Leía un interesante artículo donde criticaban la intención del gobierno -de izquierda, dicen- de la Ciudad de México para «recuperar el esplendor de la Avenida Masaryk». Para hacerlo, quisieron equiparar la avenida con los Campos Eliseos de Francia, o la Quinta Avenida de Nueva York.
En ese artículo, cuya lectura recomiendo ampliamente, básicamente destrozaron esa comparación. Aún así, alguien como yo que conoce tanto la Avenida Masaryk como la Quinta Avenida, no necesita leer ese artículo para ver la desproporción que hay en esa intención. La única coincidencia que tienen ambas avenidas, es que alojan tiendas de lujo, nada más.
Pero esa comparación e imitación refleja también la diferencia de culturas: la nuestra, una sumamente clasista.
Básicamente, el problema es que queremos adoptar las tendencias del primer mundo, ofreciéndolas a las clases muy opulentas con un carácter privado donde todos los demás están prácticamente excluidos.
Que recuerde, porque la caminé varias veces, la Quinta Avenida está diseñada para el público, para los peatones. Como dice el artículo, para quienes quieren ir a visitar Central Park, para quienes quieren ir a la Torre Rockefeller y patinar en su pista de hielo. En esa avenida exclusiva hay puestos ambulantes, está llena de gente de todas las clases sociales, y está pensada para que llegues ahí en transporte público. Si llegas en tu auto, te vas a ver en un serio problema al tratar de encontrar estacionamiento.
En cambio, cuando uno pasea por Masaryk, no solo no hay atractivo turístico alguno para visitar, sino que se percibe como una avenida tal vez lujosa o medianamente atractiva visualmente, pero creada solo para las clases opulentas, para los «políticos y empresarios de baro», para que la gente llegue en su coche, y se paseé por las nuevas banquetas peatonales, convertidos esporádicamente en peatones mientras observan los aparadores y que volverán a ser conductores inmediatamente después de dejar el automóvil. No está de más decir que a diferencia de la Quinta Avenida, Mazaryk está muy poco conectada con el transporte público.
Esa avenida es un ejemplo de nuestro empecinamiento de adoptar las tendencias del primer mundo tan sólo para las clases más opulentas y blancas del país.
Tal vez no estaría de más construir un hotel de Donald Trump ahí.

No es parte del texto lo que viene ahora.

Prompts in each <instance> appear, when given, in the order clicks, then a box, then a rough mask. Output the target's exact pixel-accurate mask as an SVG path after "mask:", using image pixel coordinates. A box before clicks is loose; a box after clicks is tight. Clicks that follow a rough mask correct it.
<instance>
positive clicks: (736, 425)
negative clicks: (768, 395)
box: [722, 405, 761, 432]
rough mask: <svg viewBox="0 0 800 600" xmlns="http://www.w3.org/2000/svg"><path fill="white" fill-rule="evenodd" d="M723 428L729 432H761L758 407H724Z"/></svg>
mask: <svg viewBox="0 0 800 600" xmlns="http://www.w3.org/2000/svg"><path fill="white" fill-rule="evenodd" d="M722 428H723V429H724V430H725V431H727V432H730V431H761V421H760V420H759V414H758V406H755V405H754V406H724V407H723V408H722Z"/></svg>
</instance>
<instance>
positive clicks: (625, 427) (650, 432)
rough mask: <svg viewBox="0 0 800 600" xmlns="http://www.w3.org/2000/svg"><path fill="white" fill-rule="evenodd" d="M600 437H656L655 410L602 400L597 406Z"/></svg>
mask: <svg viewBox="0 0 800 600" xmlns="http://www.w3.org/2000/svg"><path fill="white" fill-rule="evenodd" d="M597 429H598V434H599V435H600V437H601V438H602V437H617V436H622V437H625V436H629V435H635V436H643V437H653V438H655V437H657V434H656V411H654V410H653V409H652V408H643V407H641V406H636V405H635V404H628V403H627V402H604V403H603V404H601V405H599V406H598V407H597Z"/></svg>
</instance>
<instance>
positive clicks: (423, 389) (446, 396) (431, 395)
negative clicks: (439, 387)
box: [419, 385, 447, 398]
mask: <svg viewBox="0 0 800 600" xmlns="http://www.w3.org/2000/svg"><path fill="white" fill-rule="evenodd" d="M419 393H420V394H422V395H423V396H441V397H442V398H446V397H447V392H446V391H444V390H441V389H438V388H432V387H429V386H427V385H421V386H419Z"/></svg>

Igualmente ocurre con el crecimiento vertical: mientras que las torres de oficinas y lofts de Estados Unidos están completamente integrados a la ciudad, y las cuales tienen comercios en la planta baja, la mayoría de los nuevos «rascacielos» que se reproducen como virus por las zonas metropolitanas de la Ciudad de México, Guadalajara, Monterrey y Puebla, se conciben como cotos verticales, bardeados, sin ninguna integración a la ciudad, donde los desarrolladores buscan que sus clientes se aíslen por completo de la ciudad. En vez de «hacer comunidad», promueven lo contrario. Algunos asegurarán que se trata de un problema de seguridad, aunque tampoco es como que en la práctica marque una gran diferencia con respecto a los pocos condominios que sí están integrados a las ciudades -cosa que solamente ocurre en algunas zonas de la Ciudad de México y Guadalajara, como en La Condesa o la Colonia Americana respectivamente-.
Pero nuestro complejo no termina ahí. Incluso cuando hablamos de eventos como algún partido de la NFL hospedado en México, se asume como un evento para ricos. Así, en el Estadio Azteca, desmontaron tribunas para incluir palcos exclusivos, mientras que en Estados Unidos, el futbol americano es el deporte por excelencia para «las masas».
Entonces tenemos una cuestión paradójica aquí. Mientras a lo lejos nuestras ciudades parecerían «aspirar al primer mundo», donde algunas de nuestras ciudades ya presumen de skylines de torres parecidos al de algunas ciudades estadounidenses; conforme uno se acerca y ve esos edificios bardeados, con banquetas para peatones muy restringidas o hasta inexistentes y calles que incluso presumen algunos baches, se da cuenta cuenta que eso del «primer mundo» es tan sólo un espejismo pretendido para unos pocos, que quieren replicar de forma muy artificial y torpe, aquello que van cuando viajan a aquellas ciudades de Estados Unidos y Europa.
No es la primera vez que intentamos imitar al primer mundo, a veces, las pocas veces, lo hemos hecho con relativo éxito, como el Paseo de la Reforma que intentó ser un Campos Eliseos mexicano. Pero si vamos a «imitar al primer mundo», primero «imitemos» su competitividad y su respeto por el Estado de derecho.
Y para terminar, si bien no es malo adoptar algunas ideas y casos de éxito, tenemos que entender que México es único, que tiene una identidad propia -y muy rica- que merece ser más que un intento wannabe de otros países más desarrollados.